The Fast-LLM technology has already been in development inside the company, helping ServiceNow to accelerate its own LLM training efforts. Fast-LLM helped train ServiceNow’s StarCoder 2 LLM, which the company released earlier this year. StarCoder itself is an open source effort, as well, which benefits from the contributions of Hugging Face, Nvidia and others. ServiceNow also uses Fast-LLM for large, trillion-token continuous pre-training from existing models, as well as for fine-tuning jobs.

Because it is an open source technology, anyone can use Fast-LLM to help accelerate AI training, including fine tuning operations. The intent is that it can be a drop-in replacement to an existing AI training pipeline with minimal configuration changes. The new open source project aims to differentiate against commonly used AI training frameworks, including the open-source PyTorch, with a series of innovations for data parallelism and memory management.

“When you’re dealing with compute clusters that cost hundreds of millions and training runs that cost millions of dollars, 20% can be a huge saving in terms of both dollars and time and the overall CO2 footprint,” Nicholas Chapados, VP of research at ServiceNow, told VentureBeat.

The innovations that enable Fast-LLM to accelerate AI training

The AI industry well understands the challenge of training AI more efficiently. VentureBeat Transform 2024 featured a panel that discussed that very issue, detailing options for scaling infrastructure.

The Fast-LLM approach isn’t about scaling infrastructure; it’s about optimizing the efficiency of existing training resources.

“We carefully looked at all the operations needed to train large language models, especially transformer based large language models,” Chapados explained. “We carefully optimize both the way in which the compute is distributed to the individual cores within the GPU, as well as how the memory is being used by the models themselves.”

Fast-LLM’s competitive advantage stems from two primary innovations that help to differentiate it. The first is Fast-LLM’s approach to computation ordering, which defines the order in which computations occur in an AI training run. Chapados explained that Fast-LLM uses a new technique that ServiceNow calls “Breadth-First Pipeline Parallelism.”

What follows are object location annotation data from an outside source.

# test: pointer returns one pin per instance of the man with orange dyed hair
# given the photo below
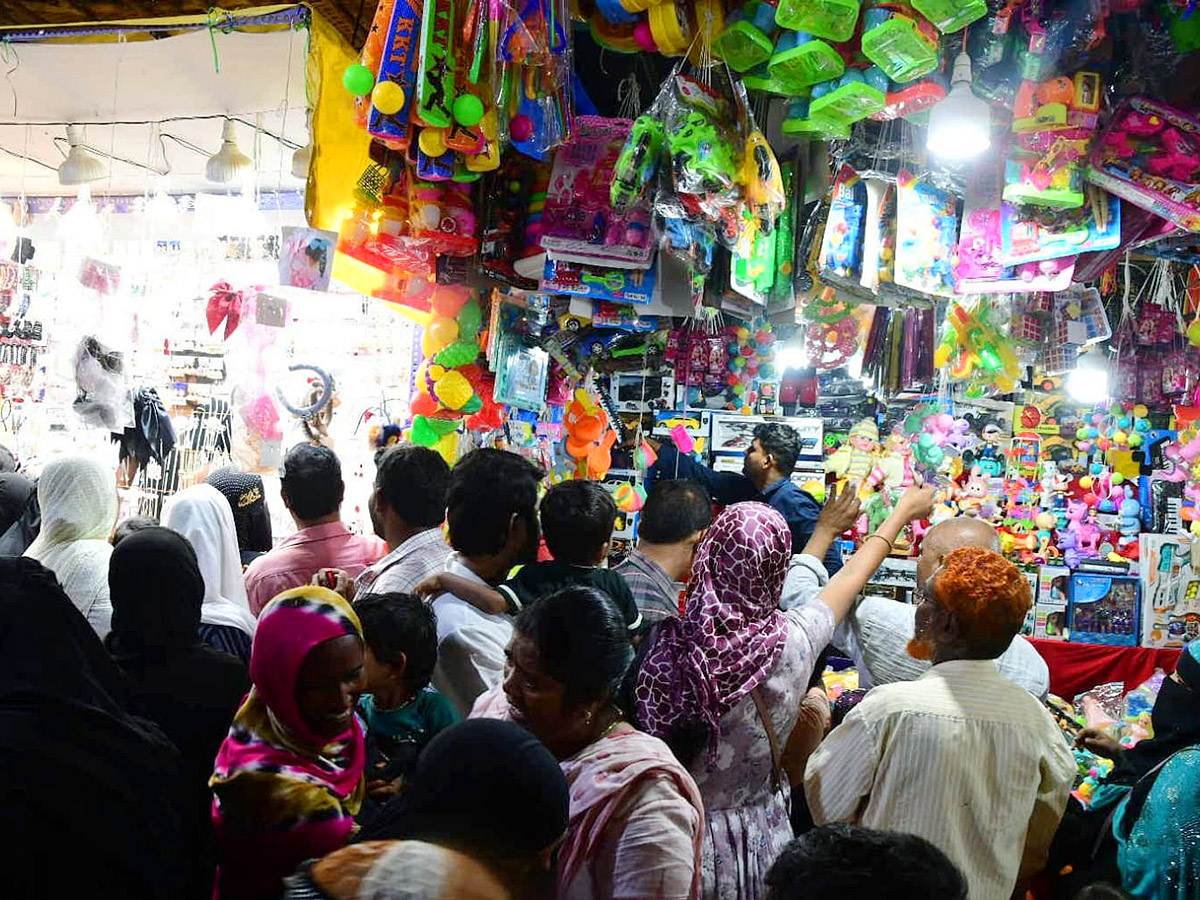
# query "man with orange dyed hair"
(961, 756)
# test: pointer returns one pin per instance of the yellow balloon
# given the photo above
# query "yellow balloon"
(432, 142)
(448, 447)
(454, 390)
(429, 346)
(388, 97)
(443, 330)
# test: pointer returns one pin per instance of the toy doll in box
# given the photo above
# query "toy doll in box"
(1150, 155)
(1104, 609)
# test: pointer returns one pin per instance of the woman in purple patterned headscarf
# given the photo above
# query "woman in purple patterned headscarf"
(724, 683)
(732, 631)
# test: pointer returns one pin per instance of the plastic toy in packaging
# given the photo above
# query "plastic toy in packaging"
(705, 151)
(899, 41)
(855, 96)
(579, 222)
(637, 163)
(1030, 237)
(801, 60)
(951, 16)
(843, 244)
(972, 343)
(798, 123)
(832, 19)
(748, 37)
(927, 233)
(1150, 156)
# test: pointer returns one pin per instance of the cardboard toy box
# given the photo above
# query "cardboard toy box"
(1170, 591)
(1050, 603)
(1104, 609)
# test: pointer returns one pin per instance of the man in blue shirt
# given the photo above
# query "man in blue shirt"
(768, 465)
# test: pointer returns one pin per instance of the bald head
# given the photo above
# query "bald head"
(952, 534)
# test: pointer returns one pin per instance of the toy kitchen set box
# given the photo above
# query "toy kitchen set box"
(1170, 591)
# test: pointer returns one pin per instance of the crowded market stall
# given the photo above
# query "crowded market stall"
(949, 241)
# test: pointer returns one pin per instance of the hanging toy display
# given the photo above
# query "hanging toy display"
(751, 361)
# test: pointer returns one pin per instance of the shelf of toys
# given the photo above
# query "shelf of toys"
(766, 237)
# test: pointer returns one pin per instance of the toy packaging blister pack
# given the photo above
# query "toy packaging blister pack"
(579, 223)
(1029, 237)
(1170, 591)
(1104, 609)
(1150, 155)
(979, 269)
(928, 227)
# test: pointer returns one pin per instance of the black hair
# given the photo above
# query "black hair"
(577, 520)
(783, 442)
(839, 861)
(581, 640)
(673, 511)
(487, 487)
(401, 623)
(1101, 891)
(131, 525)
(311, 479)
(413, 481)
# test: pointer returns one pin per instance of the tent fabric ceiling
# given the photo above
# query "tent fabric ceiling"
(349, 17)
(165, 94)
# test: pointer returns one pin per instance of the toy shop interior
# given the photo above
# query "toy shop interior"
(946, 241)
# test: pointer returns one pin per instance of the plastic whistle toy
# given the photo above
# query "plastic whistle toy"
(971, 341)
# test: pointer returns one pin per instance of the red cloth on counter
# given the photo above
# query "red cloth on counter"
(1077, 667)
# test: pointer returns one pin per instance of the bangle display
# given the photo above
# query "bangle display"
(891, 545)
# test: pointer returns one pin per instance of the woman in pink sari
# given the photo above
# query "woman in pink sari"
(724, 683)
(288, 778)
(635, 814)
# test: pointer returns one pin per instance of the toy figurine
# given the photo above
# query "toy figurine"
(855, 460)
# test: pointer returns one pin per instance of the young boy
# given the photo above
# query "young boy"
(576, 521)
(401, 711)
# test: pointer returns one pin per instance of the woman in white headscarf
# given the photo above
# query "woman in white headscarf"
(202, 514)
(78, 501)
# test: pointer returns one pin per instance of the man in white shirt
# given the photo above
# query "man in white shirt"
(492, 516)
(877, 630)
(408, 505)
(961, 756)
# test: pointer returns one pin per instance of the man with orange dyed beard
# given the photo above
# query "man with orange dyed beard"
(961, 756)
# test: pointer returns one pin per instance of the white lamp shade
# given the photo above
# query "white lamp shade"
(228, 163)
(81, 165)
(959, 126)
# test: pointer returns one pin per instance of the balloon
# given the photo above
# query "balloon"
(444, 331)
(468, 109)
(358, 79)
(423, 405)
(454, 390)
(432, 142)
(448, 301)
(388, 97)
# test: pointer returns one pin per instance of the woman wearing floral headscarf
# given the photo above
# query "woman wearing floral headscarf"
(724, 683)
(288, 779)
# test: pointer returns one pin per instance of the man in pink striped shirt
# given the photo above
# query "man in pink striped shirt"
(312, 487)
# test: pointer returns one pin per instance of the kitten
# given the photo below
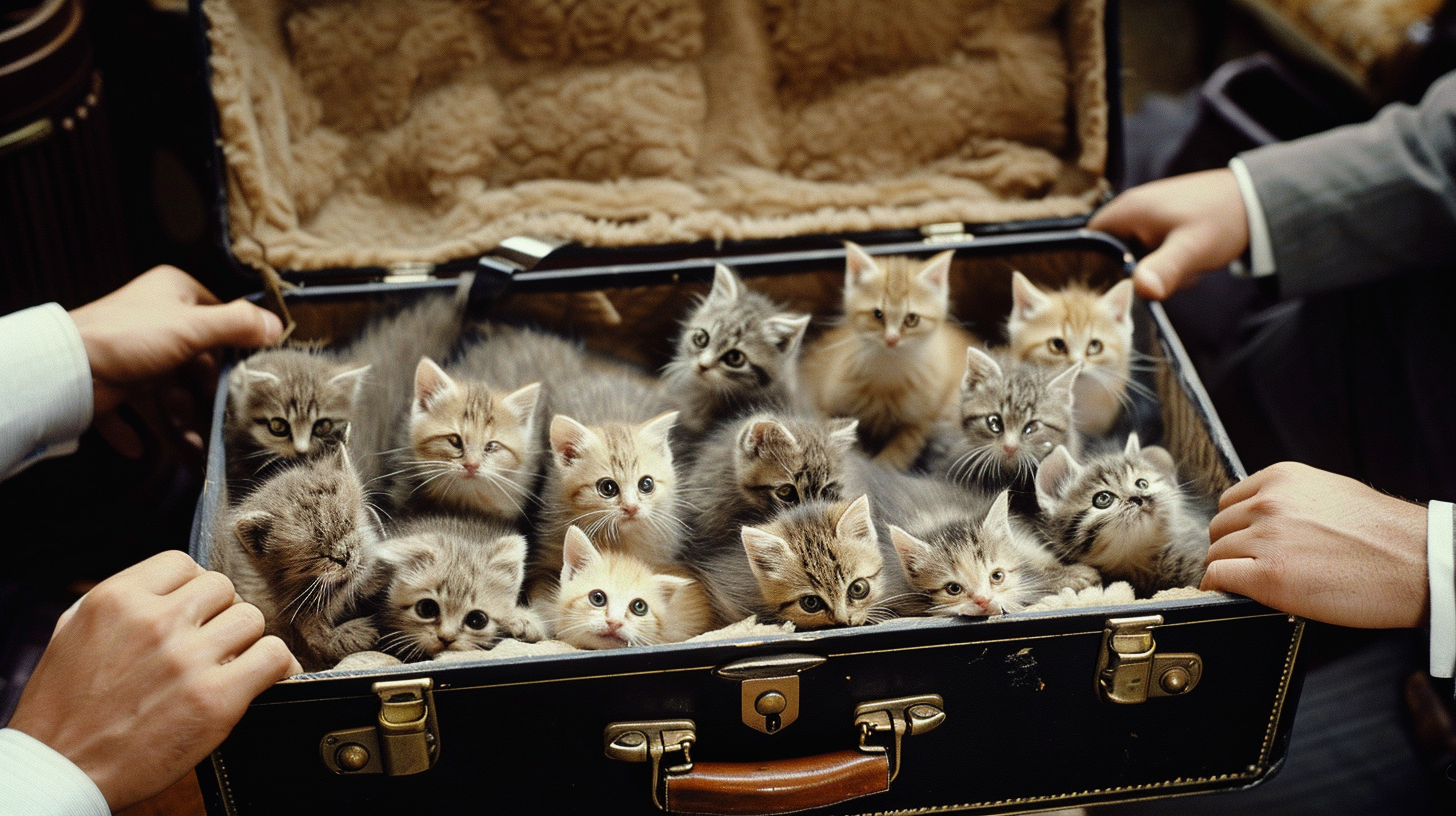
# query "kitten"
(1011, 417)
(302, 548)
(1078, 325)
(980, 563)
(453, 586)
(610, 599)
(894, 362)
(286, 404)
(1124, 515)
(737, 351)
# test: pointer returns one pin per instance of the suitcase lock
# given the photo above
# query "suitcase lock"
(405, 740)
(1129, 671)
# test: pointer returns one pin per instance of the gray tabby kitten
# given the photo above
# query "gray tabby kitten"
(302, 550)
(974, 563)
(1124, 515)
(737, 351)
(1012, 416)
(453, 586)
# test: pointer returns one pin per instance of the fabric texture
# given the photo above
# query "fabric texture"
(380, 131)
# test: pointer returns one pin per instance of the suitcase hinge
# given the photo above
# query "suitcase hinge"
(405, 739)
(1129, 669)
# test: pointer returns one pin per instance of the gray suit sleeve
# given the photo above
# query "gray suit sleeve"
(1363, 201)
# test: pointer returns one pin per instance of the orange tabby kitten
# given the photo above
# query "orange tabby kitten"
(896, 360)
(1078, 325)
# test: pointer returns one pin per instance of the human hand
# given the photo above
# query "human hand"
(152, 340)
(1322, 547)
(147, 675)
(1193, 223)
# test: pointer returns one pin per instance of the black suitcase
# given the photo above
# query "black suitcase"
(1017, 713)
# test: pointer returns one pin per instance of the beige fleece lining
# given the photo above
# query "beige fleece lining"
(379, 131)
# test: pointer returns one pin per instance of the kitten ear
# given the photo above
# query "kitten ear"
(570, 439)
(1056, 474)
(521, 402)
(657, 429)
(785, 331)
(1118, 302)
(577, 554)
(431, 382)
(769, 555)
(979, 367)
(1025, 297)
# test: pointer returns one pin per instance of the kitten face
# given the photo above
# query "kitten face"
(819, 564)
(737, 344)
(453, 586)
(609, 599)
(616, 481)
(896, 300)
(472, 446)
(971, 569)
(1012, 418)
(1114, 512)
(289, 404)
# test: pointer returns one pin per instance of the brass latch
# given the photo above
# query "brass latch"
(1129, 669)
(405, 739)
(769, 688)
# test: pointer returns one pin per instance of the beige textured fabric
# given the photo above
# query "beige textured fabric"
(380, 131)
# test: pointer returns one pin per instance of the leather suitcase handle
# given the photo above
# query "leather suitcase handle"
(728, 789)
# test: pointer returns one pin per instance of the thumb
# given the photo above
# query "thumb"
(236, 324)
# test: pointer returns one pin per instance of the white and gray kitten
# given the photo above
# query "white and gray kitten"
(737, 351)
(1126, 516)
(453, 586)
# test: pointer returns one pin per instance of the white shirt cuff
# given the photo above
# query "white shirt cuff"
(38, 781)
(47, 399)
(1439, 560)
(1261, 252)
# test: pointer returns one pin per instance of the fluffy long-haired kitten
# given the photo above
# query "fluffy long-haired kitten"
(286, 404)
(1124, 515)
(894, 363)
(1011, 417)
(1079, 325)
(306, 545)
(453, 586)
(737, 351)
(612, 599)
(980, 563)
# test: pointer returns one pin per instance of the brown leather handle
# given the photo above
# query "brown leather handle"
(728, 789)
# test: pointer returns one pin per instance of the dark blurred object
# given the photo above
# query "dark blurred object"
(63, 233)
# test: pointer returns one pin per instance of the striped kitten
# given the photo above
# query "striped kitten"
(1126, 516)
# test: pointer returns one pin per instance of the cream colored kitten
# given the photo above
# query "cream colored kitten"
(1078, 325)
(896, 360)
(610, 599)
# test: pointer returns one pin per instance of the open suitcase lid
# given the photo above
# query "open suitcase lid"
(369, 140)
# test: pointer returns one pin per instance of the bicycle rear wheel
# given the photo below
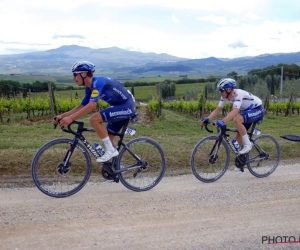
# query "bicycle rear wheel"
(51, 176)
(264, 156)
(146, 163)
(205, 166)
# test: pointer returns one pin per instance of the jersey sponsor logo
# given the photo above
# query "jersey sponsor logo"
(120, 93)
(254, 114)
(123, 112)
(95, 93)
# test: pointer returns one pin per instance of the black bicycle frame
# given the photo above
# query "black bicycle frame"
(94, 152)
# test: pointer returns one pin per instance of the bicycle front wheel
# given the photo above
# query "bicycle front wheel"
(145, 161)
(52, 176)
(209, 160)
(264, 156)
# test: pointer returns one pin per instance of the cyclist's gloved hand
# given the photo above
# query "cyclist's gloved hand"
(220, 123)
(204, 121)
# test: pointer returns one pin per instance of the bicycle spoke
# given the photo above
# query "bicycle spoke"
(52, 177)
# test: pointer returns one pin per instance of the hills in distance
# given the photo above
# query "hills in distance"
(124, 64)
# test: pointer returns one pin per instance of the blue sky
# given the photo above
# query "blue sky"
(189, 29)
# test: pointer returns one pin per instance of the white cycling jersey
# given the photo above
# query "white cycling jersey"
(242, 100)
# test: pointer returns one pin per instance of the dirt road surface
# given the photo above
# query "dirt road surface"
(239, 211)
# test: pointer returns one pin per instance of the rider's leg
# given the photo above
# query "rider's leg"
(97, 123)
(242, 136)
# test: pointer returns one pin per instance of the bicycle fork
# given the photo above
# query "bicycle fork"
(213, 155)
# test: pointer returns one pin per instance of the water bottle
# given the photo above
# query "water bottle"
(256, 131)
(99, 149)
(236, 145)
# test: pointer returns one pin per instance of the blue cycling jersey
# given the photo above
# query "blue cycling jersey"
(109, 90)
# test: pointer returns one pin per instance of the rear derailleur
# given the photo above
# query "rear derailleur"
(108, 173)
(240, 161)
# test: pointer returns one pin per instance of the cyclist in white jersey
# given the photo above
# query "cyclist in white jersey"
(250, 106)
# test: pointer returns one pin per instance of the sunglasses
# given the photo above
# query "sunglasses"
(76, 73)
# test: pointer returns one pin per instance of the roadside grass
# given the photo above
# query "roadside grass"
(176, 133)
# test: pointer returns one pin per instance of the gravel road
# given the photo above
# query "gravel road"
(238, 211)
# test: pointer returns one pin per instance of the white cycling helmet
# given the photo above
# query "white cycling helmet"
(226, 83)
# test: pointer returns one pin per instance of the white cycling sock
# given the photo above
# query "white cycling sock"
(108, 144)
(246, 140)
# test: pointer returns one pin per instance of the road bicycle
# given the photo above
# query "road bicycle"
(295, 138)
(63, 166)
(210, 157)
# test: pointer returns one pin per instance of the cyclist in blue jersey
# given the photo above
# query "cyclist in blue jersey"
(121, 101)
(250, 106)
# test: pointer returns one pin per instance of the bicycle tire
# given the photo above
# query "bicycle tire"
(46, 168)
(264, 167)
(202, 168)
(142, 178)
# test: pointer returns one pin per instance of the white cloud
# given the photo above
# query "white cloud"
(192, 29)
(175, 19)
(214, 19)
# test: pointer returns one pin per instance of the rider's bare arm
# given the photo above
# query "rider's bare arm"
(233, 113)
(84, 110)
(215, 113)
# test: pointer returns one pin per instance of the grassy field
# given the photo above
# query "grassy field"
(176, 133)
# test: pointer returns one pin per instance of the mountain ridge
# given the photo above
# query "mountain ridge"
(117, 62)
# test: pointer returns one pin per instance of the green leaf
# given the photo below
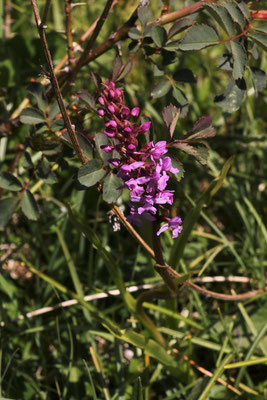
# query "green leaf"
(31, 116)
(10, 182)
(46, 174)
(182, 101)
(179, 26)
(247, 363)
(134, 34)
(37, 90)
(244, 9)
(184, 75)
(193, 215)
(86, 97)
(226, 62)
(173, 314)
(235, 12)
(91, 173)
(161, 88)
(258, 79)
(177, 164)
(144, 15)
(200, 153)
(116, 69)
(222, 16)
(239, 59)
(111, 193)
(202, 129)
(101, 139)
(170, 116)
(233, 96)
(198, 37)
(137, 390)
(29, 206)
(125, 70)
(27, 161)
(7, 206)
(83, 141)
(260, 39)
(159, 35)
(150, 347)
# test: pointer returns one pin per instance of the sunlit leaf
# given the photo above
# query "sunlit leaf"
(159, 35)
(233, 96)
(37, 90)
(184, 75)
(91, 173)
(182, 101)
(260, 39)
(31, 116)
(143, 15)
(161, 88)
(29, 206)
(179, 26)
(111, 191)
(9, 182)
(170, 116)
(7, 207)
(235, 12)
(239, 59)
(258, 79)
(222, 16)
(198, 37)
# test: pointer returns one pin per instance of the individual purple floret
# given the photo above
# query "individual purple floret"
(143, 168)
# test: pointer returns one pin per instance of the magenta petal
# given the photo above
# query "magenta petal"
(162, 229)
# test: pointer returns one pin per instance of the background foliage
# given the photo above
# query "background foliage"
(101, 349)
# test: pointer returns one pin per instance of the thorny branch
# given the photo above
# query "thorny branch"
(54, 83)
(166, 272)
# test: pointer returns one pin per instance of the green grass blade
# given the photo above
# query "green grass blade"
(247, 363)
(257, 340)
(172, 314)
(217, 374)
(193, 215)
(257, 218)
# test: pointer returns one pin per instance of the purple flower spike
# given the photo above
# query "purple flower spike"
(125, 112)
(127, 129)
(144, 127)
(111, 124)
(107, 148)
(101, 100)
(109, 132)
(101, 112)
(118, 92)
(111, 109)
(173, 223)
(141, 165)
(135, 112)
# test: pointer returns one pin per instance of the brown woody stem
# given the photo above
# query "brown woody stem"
(55, 85)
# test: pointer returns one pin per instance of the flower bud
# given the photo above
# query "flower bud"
(101, 112)
(135, 112)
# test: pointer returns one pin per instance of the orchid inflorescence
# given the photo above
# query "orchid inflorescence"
(143, 167)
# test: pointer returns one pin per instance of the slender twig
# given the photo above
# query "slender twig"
(57, 69)
(173, 16)
(93, 38)
(8, 20)
(164, 269)
(71, 55)
(47, 5)
(87, 57)
(54, 83)
(205, 371)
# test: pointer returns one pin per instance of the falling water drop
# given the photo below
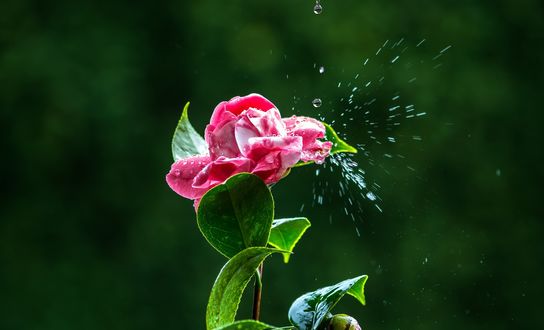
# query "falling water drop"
(317, 8)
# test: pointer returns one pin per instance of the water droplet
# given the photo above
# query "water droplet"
(317, 8)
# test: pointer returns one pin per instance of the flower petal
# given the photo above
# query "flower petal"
(182, 173)
(310, 130)
(220, 170)
(227, 109)
(221, 140)
(274, 156)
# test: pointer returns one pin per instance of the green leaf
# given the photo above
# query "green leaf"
(338, 145)
(186, 141)
(230, 284)
(286, 233)
(310, 310)
(237, 214)
(250, 325)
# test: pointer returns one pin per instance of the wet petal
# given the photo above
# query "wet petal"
(182, 173)
(227, 110)
(220, 170)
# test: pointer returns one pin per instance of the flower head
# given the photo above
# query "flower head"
(247, 134)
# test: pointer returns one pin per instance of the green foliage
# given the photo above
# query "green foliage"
(250, 325)
(230, 284)
(285, 234)
(237, 214)
(311, 309)
(186, 141)
(338, 145)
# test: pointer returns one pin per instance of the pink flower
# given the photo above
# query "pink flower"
(247, 134)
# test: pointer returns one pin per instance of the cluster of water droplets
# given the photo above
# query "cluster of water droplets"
(361, 111)
(318, 8)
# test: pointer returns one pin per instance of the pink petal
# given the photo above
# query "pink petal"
(220, 170)
(310, 130)
(243, 131)
(182, 173)
(256, 123)
(221, 140)
(227, 109)
(274, 156)
(317, 151)
(268, 123)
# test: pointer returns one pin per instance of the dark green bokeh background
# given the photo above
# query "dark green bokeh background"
(91, 237)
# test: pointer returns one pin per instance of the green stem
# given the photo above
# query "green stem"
(257, 293)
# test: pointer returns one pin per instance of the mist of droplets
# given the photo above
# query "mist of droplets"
(360, 109)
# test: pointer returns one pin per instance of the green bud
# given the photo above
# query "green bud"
(343, 322)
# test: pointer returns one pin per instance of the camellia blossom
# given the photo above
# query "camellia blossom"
(247, 134)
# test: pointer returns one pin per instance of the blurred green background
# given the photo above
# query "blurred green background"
(91, 237)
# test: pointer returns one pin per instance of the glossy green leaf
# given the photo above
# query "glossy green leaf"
(285, 234)
(230, 284)
(338, 145)
(310, 310)
(237, 214)
(250, 325)
(186, 141)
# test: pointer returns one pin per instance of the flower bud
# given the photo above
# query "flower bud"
(343, 322)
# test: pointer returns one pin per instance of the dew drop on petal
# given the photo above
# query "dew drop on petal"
(317, 8)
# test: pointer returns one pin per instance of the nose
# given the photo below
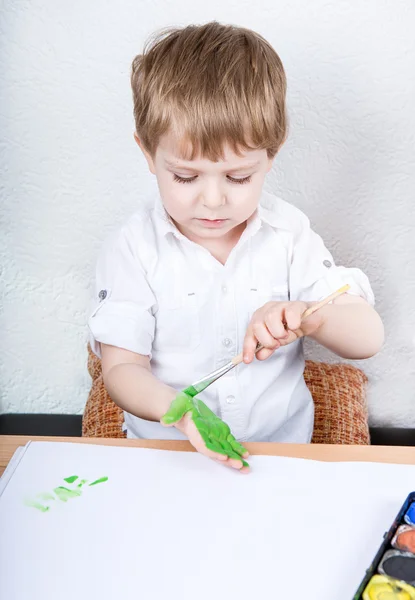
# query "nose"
(213, 197)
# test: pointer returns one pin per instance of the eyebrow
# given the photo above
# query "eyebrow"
(245, 167)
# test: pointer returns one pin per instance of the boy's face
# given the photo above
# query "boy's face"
(207, 200)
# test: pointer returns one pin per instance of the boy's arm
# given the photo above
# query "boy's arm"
(350, 328)
(131, 385)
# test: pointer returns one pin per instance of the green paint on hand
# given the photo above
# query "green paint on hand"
(215, 433)
(101, 480)
(66, 494)
(71, 479)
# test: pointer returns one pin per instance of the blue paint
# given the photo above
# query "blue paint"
(410, 515)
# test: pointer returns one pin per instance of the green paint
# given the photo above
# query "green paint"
(101, 480)
(71, 479)
(215, 433)
(37, 505)
(66, 494)
(62, 493)
(190, 391)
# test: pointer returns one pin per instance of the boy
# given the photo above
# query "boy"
(214, 264)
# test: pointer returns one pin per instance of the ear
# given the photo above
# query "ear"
(270, 163)
(147, 155)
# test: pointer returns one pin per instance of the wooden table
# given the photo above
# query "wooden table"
(385, 454)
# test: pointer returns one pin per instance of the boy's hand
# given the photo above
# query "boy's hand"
(277, 324)
(206, 432)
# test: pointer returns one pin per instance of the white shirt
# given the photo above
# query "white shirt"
(159, 294)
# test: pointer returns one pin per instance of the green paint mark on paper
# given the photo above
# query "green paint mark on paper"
(101, 480)
(37, 505)
(62, 493)
(66, 494)
(71, 479)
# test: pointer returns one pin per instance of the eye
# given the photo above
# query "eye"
(184, 179)
(242, 180)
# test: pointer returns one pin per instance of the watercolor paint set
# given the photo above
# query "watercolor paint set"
(391, 576)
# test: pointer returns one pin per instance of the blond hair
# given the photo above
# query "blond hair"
(210, 85)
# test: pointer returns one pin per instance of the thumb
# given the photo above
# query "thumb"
(178, 408)
(311, 323)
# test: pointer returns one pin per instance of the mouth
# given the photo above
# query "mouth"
(212, 222)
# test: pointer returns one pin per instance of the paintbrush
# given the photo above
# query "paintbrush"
(202, 384)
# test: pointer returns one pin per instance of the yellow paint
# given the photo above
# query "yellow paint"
(381, 587)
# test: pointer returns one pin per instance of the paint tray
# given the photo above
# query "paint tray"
(404, 588)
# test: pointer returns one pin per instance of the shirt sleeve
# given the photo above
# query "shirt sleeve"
(314, 274)
(121, 312)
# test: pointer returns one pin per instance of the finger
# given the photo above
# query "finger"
(213, 450)
(235, 459)
(274, 325)
(244, 468)
(249, 346)
(237, 447)
(263, 335)
(266, 352)
(292, 315)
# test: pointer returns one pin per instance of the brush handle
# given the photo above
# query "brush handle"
(239, 358)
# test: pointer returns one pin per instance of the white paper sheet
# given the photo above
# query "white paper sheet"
(170, 525)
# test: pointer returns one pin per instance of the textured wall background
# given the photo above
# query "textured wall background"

“This is the fundamental scientific innovation around the way that compute is scheduled, both inside a single GPU and across multiple GPUs,” said Chapados.

The second major innovation addresses memory management. In large training operations, memory fragments over time. This means memory becomes broken into pieces over time as training progresses. The fragmentation creates memory inefficiency, preventing training clusters from using all available memory properly.

“We’ve been very careful in the way that we design Fast LLM to almost completely eliminate the problem of memory fragmentation when training those large language models,” said Chapados.

How enterprises can use Fast-LLM today to accelerate training 

The Fast-LLM framework is designed to be accessible while maintaining enterprise-grade capabilities. It functions as a drop-in replacement for PyTorch environments and integrates with existing distributed training setups. 

“For any model developer or any researcher, it’s just a simple configuration file that lets you specify all the architectural details that matter,” said Chapados .

Running training operations faster has multiple benefits and can allow enterprises to experiment more.

“It makes the risk of large training runs smaller,” said Chapados. “It equips users, researchers and model builders with a bit more ambition to train larger runs, because they will not be afraid that it will cost so much anymore.”

Looking forward, the expectation is that as an open source project, Fast-LLM will be able to expand faster, benefiting from external contributions. ServiceNow has already been successful with that approach with StarCoder.

“Our goal is really to be very, very transparent and responsive to the community contributions in terms of the use of this framework,” said Chapados.” We’re still getting early feedback about what people like, what they are able to do with it and our goal is really to scale this.”